We stood together at Lake Thunderbird in Oklahoma, where Absentee-Shawnee community workers and activists who were part of the tour showed us where they are resisting yet another pipeline – Plains American Red River II Pipeline being laid across their sacred land. This was the same place where their ancestors’ remains were dug up and dumped into a mass grave after the U.S. Army Corps of Engineers flooded the land in the 1950s to create a lake reservoir, with tribal residents’ houses washed away and entire families forced to move. We traveled to Ponca Nation in Oklahoma where Casey Camp Horinek, a long-time Native rights activist and cultural practitioner, and her son Mekasi informed us about the contamination flowing into their community by the fossil fuel industry in all directions.

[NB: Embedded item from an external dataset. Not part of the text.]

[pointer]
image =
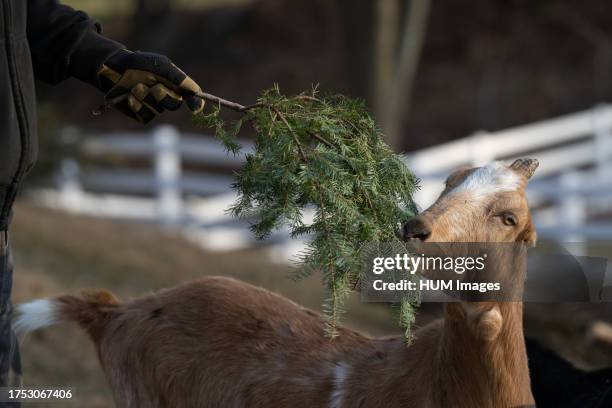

This strategy – of journeying, witnessing, and experiencing together to create platforms and support frontline community members tell their stories of historic trauma and current injustice – is working to build both local and national awareness and demonstrate the needs for embedding justice into the transition to a clean energy economy. It is not an isolated practice. For example, while the POPLA Tour crossed the country to Philadelphia, Lakota youth from Standing Rock in North Dakota ran 1,500 miles to Washington, DC to protest in front of the White House against the $3.8 billion Dakota Access pipeline, which would carry half a million barrels of Bakken crude from North Dakota to Illinois, threatening their water sources, land, and health.

Challenges to this type of movement building abound – from bringing people together from many different cultural backgrounds, beliefs and practices, to traveling far distances in limited time with limited funds and capacity, to systemic and overt racism, such as someone during the March telling some of the participating Indigenous activists to chant in English because “this is America.” The emotions of re-telling (and in a sense, re-living) experiences of death, displacement, cancer rates plaguing their families and communities, of continuing to be sacrificed by colonizers cloaked in the form of fossil fuel corporations. But these challenges were met with resolve and determination. As a Navajo elder who was part of the caravan, shared with her family and fellow caravanners along the way, “I want to help protect our public lands. I’m very tired of living in the midst of the coal mine…It is now late at night and still on the road but it’s all worth it.”

Ava Hamilton with the POPLA Tour, participating in the March for a Clean Energy Revolution. Philadelphia, PA, July 24, 2016. Photo by Susan Rose.


The work flowing out of this tour raises key questions:

  1. How can we work to create and share an open space for frontline communities in sacrifice zones who are deeply suffering from historical trauma and continued atrocities wrought by the fossil fuel industry to have their voices heard and work to ensure that the same injustices are not continued in the post-carbon transition?

  2. How could such stories be leveraged to build awareness, knowledge sharing, and solidarity across cultures, communities, regions, and even nations, to infuse environmental justice into the transition to a post-carbon, clean energy economy?

We work together across communities and regions to begin to answer these questions and to be able to tell a story of what we are for:

empowerment and justice for the present and future – for all generations and relations now and for those to come.